KHARTOUM, Sudan — The government of South Sudan refused Saturday to release all 11 senior politicians who were detained on allegations of plotting a coup as a condition for a truce with rebel forces.


“It is not accepted,” Michael Makuei Lueth, South Sudan’s information minister, said in a phone interview. “That is a condition, and we said we will enter negotiations with no preconditions.”


The 11 were arrested two weeks ago after President Salva Kiir said they had joined the former South Sudanese vice president, Riek Machar, in plotting to overthrow the government.


The arrests inflamed violence across the country, which is now believed to have killed thousands of people. Machar, who denied orchestrating any coup attempt, fled the capital, Juba, and his whereabouts have not been disclosed.


Meanwhile, 25,000 young men who make up a tribal militia known as the ‘‘White Army’’ are marching toward a contested state capital in South Sudan, an official said Saturday, dimming hopes for a cease-fire.
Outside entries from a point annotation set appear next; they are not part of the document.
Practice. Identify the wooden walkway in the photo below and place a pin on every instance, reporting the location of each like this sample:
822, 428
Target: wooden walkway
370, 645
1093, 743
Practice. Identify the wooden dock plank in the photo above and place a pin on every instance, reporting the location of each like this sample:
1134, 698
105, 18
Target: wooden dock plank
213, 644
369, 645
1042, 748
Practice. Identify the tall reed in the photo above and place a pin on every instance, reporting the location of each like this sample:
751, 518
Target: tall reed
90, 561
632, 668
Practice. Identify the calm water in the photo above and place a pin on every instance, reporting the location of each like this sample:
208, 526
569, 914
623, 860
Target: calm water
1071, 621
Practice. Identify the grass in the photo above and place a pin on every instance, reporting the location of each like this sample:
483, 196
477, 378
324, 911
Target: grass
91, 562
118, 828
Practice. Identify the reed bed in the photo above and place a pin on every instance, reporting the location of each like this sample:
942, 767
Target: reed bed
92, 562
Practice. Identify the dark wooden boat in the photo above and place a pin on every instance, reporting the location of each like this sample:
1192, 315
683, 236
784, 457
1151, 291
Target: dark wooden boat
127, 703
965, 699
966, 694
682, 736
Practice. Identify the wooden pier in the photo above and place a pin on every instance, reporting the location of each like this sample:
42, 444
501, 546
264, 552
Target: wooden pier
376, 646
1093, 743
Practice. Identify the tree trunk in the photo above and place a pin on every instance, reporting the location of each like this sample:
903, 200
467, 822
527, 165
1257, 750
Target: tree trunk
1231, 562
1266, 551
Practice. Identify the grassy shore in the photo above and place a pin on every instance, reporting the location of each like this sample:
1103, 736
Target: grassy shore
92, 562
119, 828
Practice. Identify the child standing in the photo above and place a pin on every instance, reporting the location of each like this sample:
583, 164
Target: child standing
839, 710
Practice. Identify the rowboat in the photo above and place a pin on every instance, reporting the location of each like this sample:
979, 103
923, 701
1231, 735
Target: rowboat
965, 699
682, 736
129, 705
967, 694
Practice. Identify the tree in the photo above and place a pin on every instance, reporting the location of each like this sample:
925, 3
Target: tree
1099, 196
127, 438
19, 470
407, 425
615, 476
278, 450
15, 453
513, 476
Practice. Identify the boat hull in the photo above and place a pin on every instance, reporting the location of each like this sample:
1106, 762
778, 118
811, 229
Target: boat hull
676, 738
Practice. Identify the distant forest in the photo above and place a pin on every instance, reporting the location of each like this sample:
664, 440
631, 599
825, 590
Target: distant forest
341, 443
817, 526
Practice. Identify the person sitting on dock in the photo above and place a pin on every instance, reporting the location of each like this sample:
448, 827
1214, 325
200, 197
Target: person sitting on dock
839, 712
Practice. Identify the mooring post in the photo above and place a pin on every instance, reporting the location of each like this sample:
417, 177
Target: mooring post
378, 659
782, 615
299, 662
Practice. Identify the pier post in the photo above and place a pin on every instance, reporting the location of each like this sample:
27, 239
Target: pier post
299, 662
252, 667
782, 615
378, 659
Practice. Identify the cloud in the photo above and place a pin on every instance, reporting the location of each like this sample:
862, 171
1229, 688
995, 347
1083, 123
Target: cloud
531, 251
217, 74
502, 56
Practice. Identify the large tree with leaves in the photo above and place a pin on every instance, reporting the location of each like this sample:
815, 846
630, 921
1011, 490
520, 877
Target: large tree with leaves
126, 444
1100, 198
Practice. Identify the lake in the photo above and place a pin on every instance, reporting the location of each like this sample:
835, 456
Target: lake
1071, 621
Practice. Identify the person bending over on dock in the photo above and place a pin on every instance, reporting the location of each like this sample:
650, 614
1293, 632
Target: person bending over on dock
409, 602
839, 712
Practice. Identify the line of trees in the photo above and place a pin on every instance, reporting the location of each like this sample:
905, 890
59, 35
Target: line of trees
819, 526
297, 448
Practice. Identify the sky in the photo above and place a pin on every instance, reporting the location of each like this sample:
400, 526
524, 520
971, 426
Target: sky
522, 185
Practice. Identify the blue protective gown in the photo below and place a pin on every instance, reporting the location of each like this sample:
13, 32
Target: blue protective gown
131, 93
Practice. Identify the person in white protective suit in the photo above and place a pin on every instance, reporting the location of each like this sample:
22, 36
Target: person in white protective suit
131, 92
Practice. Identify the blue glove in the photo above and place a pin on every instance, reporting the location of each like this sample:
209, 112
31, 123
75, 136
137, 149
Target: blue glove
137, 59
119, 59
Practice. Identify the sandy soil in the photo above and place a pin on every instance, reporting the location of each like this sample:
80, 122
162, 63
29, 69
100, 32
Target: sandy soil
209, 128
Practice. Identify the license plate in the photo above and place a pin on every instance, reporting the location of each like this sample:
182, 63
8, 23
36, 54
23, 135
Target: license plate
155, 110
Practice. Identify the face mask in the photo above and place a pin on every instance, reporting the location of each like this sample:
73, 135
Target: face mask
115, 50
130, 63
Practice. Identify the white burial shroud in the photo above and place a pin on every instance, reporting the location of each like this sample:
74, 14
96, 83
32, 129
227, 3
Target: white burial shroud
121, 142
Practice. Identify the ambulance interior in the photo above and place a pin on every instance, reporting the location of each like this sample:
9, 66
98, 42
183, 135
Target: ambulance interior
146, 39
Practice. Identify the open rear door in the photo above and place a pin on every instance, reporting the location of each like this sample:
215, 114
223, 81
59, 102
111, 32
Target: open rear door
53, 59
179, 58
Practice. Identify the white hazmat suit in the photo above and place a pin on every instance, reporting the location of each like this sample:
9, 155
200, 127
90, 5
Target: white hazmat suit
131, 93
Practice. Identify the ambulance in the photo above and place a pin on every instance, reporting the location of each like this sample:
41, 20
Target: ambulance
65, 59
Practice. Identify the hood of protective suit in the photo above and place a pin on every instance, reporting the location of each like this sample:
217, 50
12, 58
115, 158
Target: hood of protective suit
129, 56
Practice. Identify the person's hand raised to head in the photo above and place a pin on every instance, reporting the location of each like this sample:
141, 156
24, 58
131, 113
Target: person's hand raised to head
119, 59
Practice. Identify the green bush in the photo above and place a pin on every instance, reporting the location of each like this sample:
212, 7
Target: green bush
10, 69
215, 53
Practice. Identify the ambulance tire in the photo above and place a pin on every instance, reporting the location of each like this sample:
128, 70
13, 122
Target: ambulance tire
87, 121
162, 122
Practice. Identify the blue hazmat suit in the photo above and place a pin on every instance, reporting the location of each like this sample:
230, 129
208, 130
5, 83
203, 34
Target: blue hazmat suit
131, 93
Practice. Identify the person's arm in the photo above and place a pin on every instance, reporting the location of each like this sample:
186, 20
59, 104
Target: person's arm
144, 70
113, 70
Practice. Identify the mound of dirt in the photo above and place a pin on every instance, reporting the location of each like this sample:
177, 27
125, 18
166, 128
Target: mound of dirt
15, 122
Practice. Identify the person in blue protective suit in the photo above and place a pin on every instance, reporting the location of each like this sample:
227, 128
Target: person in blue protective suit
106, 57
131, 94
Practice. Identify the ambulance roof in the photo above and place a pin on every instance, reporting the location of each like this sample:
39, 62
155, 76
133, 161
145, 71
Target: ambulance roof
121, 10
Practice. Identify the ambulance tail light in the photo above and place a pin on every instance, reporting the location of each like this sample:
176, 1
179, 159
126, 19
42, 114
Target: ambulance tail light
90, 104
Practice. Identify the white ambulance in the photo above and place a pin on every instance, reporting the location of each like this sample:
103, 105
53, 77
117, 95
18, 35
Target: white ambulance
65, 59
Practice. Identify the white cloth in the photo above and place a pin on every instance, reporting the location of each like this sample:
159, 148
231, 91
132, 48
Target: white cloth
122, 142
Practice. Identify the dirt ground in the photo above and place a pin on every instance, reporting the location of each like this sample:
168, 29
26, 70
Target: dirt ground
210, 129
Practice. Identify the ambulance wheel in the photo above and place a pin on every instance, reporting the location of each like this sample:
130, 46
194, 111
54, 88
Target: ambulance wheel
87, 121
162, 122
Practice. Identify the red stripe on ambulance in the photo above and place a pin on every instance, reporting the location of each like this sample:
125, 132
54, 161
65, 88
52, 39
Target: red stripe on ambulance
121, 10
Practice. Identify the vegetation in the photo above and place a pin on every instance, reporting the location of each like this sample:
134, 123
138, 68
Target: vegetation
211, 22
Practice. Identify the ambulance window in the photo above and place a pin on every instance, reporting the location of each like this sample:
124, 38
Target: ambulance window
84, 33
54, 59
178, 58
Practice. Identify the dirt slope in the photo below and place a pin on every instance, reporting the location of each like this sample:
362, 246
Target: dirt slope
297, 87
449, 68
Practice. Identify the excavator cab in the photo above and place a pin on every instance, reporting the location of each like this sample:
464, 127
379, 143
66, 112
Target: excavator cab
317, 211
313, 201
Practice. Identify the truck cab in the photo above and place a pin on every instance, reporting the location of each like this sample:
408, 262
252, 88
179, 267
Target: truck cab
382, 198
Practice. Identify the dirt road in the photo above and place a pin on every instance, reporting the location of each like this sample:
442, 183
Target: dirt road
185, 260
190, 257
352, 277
On Friday, East African leaders trying to end the crisis announced that they had made progress on a peace deal. The South Sudanese government said it would release eight of the prisoners, and later freed two of them: Deng Deng Akon, the former executive director for Machar’s office, and Peter Adwok, the former higher education minister.


Machar remained skeptical about the proposed cease-fire, and told the BBC, “All the detainees must be released before we talk substantial issues.”


But Ateny Wek Ateny, the presidential spokesman, said Saturday that the government had no plans to release three of those detained and would continue investigating the other eight men to see if they had been part of a coup attempt.


The three it refuses to release are Kosti Manibe, the former finance minister; Deng Alor, the former cabinet affairs minister; and Pagan Amum, the former secretary general of the governing party, the Sudan People’s Liberation Movement. All three are senior members of the party.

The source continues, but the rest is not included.